On ChemSpider we have a similar situation. There are a very small number of primary curators (I will name them: Myself, Heinz Kolshorn and Barrie Walker – these people are enhancing ChemSpider literally daily). We have a smaller number of secondary contributors who add a spectrum once in a while, annotate a record occasionally or curate out bad data. I would say this is about 30 other people. We also have people who provide us data to deposit and they do it willingly but don’t want to have a hands on approach to depositing data onto the database.
When I was in the UK recently during my first week of employment with the RSC I gave a number of presentations. There was a lot of interest in what ChemSpider could bring to the organization and offer the community and a lot of discussions regardng “what if”. Of the audiences I would suggest that only a small portion actually laid their hands on the system to investigate its capability and an even smaller fraction chose to jump in, feet first, and use the system and participate fully. There was one spike in particular. During the evening after one of the presentations I noticed that one individual in particular was adding comments to individual records, questioning names, suggesting that structure layouts be changed and examining links to external resources. The first evening there were a few edits. The next night, even more, and since then this individual has continued, unabated, making edits and now enhancing the articles with new information, in this case YouTube videos.

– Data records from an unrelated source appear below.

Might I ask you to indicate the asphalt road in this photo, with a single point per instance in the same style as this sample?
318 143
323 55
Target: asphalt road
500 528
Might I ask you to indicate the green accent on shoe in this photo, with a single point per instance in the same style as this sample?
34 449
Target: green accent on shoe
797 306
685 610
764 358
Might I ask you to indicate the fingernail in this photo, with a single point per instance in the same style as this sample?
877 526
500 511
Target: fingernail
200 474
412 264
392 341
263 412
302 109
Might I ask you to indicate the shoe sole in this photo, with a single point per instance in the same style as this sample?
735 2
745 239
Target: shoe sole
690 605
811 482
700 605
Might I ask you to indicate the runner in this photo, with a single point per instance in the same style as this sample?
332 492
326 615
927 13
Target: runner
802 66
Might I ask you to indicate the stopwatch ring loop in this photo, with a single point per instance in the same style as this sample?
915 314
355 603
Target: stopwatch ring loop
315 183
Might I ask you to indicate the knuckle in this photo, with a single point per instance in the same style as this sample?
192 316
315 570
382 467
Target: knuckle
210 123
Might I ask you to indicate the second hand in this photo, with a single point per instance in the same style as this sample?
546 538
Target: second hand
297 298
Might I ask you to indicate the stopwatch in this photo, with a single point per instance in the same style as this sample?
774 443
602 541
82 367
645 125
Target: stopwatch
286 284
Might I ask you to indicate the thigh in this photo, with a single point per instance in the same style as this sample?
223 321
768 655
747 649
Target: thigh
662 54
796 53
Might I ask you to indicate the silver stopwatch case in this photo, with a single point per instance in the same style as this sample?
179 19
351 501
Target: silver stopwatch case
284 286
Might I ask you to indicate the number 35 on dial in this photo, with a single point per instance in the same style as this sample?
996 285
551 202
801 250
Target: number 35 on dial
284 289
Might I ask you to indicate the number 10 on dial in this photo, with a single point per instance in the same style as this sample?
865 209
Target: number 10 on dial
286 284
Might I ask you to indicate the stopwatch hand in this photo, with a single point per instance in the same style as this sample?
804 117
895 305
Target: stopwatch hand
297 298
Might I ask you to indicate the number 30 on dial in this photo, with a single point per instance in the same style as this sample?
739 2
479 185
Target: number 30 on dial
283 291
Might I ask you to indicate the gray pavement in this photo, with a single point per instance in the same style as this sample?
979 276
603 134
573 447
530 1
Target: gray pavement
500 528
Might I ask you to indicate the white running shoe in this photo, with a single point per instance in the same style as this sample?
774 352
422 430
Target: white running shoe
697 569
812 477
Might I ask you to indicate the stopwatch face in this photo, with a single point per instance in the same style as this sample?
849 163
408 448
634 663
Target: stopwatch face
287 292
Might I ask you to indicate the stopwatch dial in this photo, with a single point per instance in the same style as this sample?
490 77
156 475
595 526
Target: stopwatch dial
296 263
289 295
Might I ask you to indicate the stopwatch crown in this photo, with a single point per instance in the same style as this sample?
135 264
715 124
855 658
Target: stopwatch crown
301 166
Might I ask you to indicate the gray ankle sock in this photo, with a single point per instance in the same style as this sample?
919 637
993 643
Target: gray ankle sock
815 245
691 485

David Sharpe is fairly new to the RSC and is one of those people who just cares. A silent contibutor in the background (until today!) who is cleaning and enhancing ChemSpider for the sake of the community. To be clear, his work on these activities has been done in the evenings and weekends and this past weekend he was exchanging emails with me about adding “Element Videos” to the elements on ChemSpider. David’s been moving across the elements on ChemSpider and using the YouTube embed functionality to put the Periodic Table videos from the University of Nottingham into the Description section of the appropriate records.
Check out for example the video for Sulphur here. As we move forward we will layer on a recognition system for individuals contributing to ChemSpider so that we can track the spectral depositions, curations and so on. We believe that such efforts warrant recognition and applause. Of course some will choose to be anonymous and remain in the background making their difference in a silent manner. We honor you all.